4. Timbanglah berat badan klien stiap hari karena hal ini dapat menunjukkan adanya penambahan atau kehilangan cairan yang terjadi secara cepat. 5. Berikan tindakan yang dapat menurunkan frekuensi diare seprti pemberian obat antidiare, pengurangan stress. Diagnosa 4 : Perubahan suhu tubuh : hipertermia berhubungan dengan inflamasi.

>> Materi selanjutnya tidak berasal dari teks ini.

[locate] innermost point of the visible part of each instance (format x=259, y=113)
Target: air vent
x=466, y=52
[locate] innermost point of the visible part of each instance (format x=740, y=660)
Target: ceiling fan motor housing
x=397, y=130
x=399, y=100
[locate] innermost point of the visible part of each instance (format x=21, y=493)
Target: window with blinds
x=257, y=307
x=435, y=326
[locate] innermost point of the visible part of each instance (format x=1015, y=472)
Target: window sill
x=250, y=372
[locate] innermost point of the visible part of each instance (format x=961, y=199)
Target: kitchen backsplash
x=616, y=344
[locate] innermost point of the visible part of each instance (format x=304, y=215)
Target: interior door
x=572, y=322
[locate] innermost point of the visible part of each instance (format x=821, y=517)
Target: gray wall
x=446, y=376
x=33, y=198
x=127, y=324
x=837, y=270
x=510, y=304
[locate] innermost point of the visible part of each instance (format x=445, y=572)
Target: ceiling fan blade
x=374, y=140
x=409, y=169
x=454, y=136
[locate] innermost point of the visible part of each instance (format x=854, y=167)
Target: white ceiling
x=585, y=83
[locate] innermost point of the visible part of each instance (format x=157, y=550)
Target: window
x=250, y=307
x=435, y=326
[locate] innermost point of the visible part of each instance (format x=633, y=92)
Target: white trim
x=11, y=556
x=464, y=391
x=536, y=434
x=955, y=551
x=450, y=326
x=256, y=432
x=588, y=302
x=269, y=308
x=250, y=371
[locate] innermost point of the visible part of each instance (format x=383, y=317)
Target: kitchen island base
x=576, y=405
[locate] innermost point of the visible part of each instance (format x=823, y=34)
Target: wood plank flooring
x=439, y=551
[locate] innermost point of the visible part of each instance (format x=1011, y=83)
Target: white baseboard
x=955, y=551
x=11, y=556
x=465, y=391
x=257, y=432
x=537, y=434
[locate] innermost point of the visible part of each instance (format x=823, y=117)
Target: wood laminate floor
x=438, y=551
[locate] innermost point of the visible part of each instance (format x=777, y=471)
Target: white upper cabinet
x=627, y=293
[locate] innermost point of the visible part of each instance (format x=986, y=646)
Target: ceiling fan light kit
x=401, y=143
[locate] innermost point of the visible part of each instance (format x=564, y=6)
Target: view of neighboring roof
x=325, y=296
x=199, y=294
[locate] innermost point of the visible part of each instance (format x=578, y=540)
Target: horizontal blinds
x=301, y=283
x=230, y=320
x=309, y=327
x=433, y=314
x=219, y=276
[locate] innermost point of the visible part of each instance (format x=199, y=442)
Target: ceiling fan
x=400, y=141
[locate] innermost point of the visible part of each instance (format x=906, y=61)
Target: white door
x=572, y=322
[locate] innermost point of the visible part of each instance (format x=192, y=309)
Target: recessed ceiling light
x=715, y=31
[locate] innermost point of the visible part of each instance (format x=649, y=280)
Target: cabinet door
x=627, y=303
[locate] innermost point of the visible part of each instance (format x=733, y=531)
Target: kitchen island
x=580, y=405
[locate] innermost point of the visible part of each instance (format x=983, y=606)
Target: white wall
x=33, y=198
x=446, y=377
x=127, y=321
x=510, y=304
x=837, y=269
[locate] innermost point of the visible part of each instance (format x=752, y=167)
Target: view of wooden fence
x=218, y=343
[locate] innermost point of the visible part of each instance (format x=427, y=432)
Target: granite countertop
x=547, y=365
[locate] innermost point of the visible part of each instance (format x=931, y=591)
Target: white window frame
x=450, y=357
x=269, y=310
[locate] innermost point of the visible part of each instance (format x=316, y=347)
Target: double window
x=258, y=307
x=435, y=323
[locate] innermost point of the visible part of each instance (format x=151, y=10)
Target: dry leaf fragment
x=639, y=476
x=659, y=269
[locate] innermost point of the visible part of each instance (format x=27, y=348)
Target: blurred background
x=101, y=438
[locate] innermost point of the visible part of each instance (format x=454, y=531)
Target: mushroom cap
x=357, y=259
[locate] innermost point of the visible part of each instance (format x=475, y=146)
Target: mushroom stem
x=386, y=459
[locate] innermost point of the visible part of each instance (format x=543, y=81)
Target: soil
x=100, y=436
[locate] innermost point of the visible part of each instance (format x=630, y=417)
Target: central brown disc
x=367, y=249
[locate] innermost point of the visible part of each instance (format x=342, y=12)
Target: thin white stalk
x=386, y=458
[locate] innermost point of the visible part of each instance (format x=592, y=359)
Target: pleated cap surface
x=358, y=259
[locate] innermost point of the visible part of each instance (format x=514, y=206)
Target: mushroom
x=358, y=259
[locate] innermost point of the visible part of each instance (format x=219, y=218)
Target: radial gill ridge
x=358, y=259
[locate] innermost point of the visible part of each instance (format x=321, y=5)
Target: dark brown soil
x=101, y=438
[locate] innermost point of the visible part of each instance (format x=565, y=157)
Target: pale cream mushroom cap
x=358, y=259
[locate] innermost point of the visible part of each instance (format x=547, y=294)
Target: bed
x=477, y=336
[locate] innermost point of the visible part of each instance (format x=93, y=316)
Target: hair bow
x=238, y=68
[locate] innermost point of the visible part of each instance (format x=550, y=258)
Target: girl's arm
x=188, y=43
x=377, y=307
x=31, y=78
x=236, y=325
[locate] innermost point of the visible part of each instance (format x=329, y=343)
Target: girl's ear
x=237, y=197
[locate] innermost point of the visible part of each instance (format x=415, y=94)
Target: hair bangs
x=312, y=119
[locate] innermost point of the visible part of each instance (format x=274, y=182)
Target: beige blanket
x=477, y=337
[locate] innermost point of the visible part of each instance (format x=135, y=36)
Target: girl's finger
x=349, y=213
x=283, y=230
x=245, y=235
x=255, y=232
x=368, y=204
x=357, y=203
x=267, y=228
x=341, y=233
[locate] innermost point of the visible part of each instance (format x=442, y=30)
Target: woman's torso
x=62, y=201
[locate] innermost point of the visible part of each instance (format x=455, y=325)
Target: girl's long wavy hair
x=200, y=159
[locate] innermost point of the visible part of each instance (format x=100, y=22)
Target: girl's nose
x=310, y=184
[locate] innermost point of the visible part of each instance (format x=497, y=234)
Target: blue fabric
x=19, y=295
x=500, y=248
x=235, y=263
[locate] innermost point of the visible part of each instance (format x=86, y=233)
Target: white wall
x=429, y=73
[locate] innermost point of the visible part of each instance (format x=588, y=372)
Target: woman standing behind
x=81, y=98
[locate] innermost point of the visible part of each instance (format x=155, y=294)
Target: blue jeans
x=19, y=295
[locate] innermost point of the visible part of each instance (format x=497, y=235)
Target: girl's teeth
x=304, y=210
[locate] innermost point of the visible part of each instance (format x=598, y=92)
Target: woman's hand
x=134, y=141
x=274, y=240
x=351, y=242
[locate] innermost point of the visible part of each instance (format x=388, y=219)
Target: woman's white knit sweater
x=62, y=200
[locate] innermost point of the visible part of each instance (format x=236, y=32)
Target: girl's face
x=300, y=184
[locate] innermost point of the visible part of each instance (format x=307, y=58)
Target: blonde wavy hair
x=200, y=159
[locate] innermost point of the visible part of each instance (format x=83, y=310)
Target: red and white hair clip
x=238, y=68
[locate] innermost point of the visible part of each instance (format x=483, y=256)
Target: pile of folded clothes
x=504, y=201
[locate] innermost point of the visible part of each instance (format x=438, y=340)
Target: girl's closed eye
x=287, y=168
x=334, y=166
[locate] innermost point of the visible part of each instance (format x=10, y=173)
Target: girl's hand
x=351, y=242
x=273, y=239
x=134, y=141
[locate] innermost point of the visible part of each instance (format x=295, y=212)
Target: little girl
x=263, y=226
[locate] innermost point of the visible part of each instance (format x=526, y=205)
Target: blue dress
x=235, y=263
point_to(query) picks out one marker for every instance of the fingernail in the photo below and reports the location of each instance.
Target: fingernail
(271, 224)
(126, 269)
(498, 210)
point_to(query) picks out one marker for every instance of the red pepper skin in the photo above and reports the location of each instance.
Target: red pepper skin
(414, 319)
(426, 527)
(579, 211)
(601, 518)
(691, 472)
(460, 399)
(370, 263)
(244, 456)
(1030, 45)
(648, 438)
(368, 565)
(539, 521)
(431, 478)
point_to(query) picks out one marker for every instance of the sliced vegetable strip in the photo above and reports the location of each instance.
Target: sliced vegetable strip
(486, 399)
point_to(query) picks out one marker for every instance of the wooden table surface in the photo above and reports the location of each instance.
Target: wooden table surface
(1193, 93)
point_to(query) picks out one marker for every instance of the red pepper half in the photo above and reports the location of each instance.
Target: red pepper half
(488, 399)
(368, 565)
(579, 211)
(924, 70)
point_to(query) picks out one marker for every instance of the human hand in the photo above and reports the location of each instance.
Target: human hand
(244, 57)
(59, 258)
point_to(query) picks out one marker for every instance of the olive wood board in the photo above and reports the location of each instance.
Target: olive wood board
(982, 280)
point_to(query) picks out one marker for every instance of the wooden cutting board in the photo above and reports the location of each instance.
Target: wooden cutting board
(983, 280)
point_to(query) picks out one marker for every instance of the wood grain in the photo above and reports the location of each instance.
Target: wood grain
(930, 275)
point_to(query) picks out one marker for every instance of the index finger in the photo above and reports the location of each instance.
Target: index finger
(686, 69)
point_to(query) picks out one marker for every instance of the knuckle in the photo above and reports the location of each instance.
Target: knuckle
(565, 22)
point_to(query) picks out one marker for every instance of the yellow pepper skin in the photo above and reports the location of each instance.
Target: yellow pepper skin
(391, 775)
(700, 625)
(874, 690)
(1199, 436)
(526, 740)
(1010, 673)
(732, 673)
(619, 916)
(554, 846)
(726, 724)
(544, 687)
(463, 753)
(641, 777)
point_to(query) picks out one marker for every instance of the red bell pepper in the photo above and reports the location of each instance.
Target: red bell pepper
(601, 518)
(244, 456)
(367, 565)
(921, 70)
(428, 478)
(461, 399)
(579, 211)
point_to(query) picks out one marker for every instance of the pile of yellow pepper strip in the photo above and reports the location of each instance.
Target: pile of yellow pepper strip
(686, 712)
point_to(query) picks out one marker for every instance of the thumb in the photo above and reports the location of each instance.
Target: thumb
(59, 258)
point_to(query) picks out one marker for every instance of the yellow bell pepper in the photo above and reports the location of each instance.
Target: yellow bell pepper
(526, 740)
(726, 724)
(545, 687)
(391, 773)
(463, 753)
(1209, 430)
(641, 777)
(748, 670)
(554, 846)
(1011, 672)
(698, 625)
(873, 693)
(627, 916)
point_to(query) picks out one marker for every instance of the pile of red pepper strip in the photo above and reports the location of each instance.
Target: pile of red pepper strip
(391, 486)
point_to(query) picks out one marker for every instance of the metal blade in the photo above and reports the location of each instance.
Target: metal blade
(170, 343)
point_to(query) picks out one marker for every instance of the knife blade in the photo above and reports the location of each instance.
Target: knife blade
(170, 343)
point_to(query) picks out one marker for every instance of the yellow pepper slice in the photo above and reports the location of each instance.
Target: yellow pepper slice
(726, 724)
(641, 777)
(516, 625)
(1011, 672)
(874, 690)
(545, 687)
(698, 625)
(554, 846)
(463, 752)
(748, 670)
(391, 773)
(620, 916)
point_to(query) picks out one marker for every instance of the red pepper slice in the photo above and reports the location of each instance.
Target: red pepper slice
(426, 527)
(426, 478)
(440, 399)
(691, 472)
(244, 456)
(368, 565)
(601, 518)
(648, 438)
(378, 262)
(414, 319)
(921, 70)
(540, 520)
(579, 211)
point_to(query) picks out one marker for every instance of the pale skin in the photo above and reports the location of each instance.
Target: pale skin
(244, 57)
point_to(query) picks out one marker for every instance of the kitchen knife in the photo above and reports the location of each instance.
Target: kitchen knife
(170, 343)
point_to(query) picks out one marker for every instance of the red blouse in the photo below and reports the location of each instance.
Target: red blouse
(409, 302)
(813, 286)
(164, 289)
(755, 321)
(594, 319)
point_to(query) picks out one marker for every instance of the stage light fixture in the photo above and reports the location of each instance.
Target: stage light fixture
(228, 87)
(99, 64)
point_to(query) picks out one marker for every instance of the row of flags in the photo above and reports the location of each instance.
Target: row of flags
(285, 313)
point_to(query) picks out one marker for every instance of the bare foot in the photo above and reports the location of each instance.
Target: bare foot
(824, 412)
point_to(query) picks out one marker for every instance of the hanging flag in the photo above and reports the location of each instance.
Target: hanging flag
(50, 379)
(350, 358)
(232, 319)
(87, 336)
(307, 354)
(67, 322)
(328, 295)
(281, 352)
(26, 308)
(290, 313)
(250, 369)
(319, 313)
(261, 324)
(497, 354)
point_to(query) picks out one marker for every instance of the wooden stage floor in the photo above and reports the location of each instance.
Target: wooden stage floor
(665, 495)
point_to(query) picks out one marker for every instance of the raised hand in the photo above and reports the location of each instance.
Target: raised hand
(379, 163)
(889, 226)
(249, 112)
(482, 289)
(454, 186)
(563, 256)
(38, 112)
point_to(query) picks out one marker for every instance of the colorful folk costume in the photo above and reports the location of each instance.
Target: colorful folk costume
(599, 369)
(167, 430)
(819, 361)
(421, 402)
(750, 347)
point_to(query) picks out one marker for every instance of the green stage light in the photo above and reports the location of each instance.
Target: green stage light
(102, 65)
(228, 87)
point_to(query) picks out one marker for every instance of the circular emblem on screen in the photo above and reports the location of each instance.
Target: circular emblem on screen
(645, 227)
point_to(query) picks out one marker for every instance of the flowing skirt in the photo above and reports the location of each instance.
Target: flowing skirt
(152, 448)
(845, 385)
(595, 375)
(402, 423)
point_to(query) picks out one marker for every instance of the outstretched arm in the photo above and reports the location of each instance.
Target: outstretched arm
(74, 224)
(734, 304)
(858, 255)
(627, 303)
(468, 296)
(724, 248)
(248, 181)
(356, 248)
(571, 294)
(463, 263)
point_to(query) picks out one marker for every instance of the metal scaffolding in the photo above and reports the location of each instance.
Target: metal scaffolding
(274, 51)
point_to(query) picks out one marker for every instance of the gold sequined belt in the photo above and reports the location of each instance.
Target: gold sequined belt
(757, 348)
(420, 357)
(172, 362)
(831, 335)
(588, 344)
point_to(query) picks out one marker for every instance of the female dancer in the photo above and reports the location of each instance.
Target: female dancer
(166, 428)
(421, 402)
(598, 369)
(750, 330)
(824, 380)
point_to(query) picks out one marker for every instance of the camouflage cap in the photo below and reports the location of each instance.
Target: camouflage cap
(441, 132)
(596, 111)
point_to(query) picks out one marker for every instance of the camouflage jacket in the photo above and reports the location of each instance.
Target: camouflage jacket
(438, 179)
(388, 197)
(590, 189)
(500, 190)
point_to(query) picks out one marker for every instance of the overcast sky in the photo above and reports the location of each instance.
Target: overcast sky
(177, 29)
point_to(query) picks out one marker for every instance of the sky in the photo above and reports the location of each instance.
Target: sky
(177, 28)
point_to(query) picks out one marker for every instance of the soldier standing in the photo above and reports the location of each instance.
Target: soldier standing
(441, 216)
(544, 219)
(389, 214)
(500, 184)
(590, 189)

Intervensi (Wilkinson, 2007): 1. Pantau terjadinya aktifitas kejang 2. Pantau adanya hidrasi pada klien dengan mengkaji turgor kulit, kelembapan membran mukosa 3. Pantau tekanan darah, nadi dan pernapasan 4. Anjurkan klien untuk meningkatkan asupan cairan peroral 5. Anjurkan keluarga untuk membantu menurunkan demam klien dengan memberikan kompres hangat 6. Kolaborasikan dalam pemberian antibiotik Diagnosa 5 : Gangguan pola tidur berhubungan dengan demam dan nyeri Intervensi (Wilkinson, 2007): 1. Hindari suara keras dan penggunaan lampu saat tidur malam, berikan lingkungan yang tenang, damai, dan minimalkan gangguan. 2. Bantu pasien untuk mengidentifikasi faktor-faktor yang mungkin menyebabkan kurang tidur seperti ketakutan, masalah yang tak terselesaikan dan konflik. 3. Ajarkan pasien untuk menghindari makanan dan minuman pada jam tidur yang dapat mengganggu tidur 4. Berikan tidur siang, jika diperlukan untuk memenuhi kebutuhan tidur 5. Lakukan pijatan yang nyaman, pengaturan posisi, dan sentuhan afektif.